Once you have identified the application you want to analyze, you have to download and install it on your target device. If you need to download the application from Google Play, we recommend to use apkeep (not installed by default on PiRogue).

Finally, to install the application, run the following command:

adb install <APK file>

If your application contains multiple APKs (like in XAPK), use the command adb install-multiple <list all apks>.

Don’t launch the application.

Instrument and intercept

Once the application to be analyzed is installed on your Android device, connect your device to the PiRogue Wi-Fi network and run the following command:

sudo pirogue-intercept-gated -o <path to the output directory>

Adapt the command according to your output directory of choice. Once started and showing Waiting for data, manually launch the application you want to analyze.

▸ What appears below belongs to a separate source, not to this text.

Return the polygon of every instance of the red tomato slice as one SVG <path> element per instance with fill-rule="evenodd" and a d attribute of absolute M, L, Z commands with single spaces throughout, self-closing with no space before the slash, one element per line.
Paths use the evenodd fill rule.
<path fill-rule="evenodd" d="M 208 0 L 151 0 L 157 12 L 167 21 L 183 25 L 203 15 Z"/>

Command capturing TLS traffic

Now, interact with the application freely. When you are done interacting with the app, hit Ctrl+C on your keyboard to stop interception.

Caution

Make sure that the application you want to be analyzed is not running in background. You can, for example, force stop it in Settings > Apps, select the application and click on Stop.

Decrypt the traffic

If we run the previous command with sudo, we have to fix the permissions of generated files by running:

chown -R pi:pi <path to the output directory>

Then enter the output directory with:

cd <path to the output directory>
Command fixing file permissions

Next, we generate a PCAPNG file containing both the TLS keys and the captured traffic:

editcap --inject-secrets tls,sslkeylog.txt traffic.pcap decrypted.pcapng

Next, we export the decrypted traffic in JSON:

tshark -2 -T ek --enable-protocol communityid -Ndmn -r decrypted.pcapng > traffic.json
Command decrypting TLS traffic

Finally, to view the decrypted traffic, run:

pirogue-view-tls -i traffic.json -t socket_trace.json
Command displaying TLS traffic

Caution

The display of the stack trace has been added to pirogue-cli in version 1.0.5. Be sure to upgrade your PiRogue.

If you face any issue, join the Discord channel to get help.

Generated files

The commands pirogue-intercept-single and pirogue-intercept-gated generate the following files:

  • aes_info.json contains all AES and RSA encryption/decryption operation with both cleartext and cyphertext
  • device.json contains various information about the device such as IMEI, Android version
  • experiment.json contains timing information such as the start and end date of the experiment
  • screen.mp4 contains the video recording of the device’s screen
  • socket_trace.json contains the stack trace of all operations on sockets (open, close, read, write…)
  • sslkeylog.txt contains the TLS encryption keys in the NSS key log format
  • traffic.pcap contains the entire network traffic captured during the experiment

NB: you can open the PCAP file with Wireshark and specify the key log file in Settings > Protocols > TLS. This way, Wireshark will automatically decrypt TLS traffic.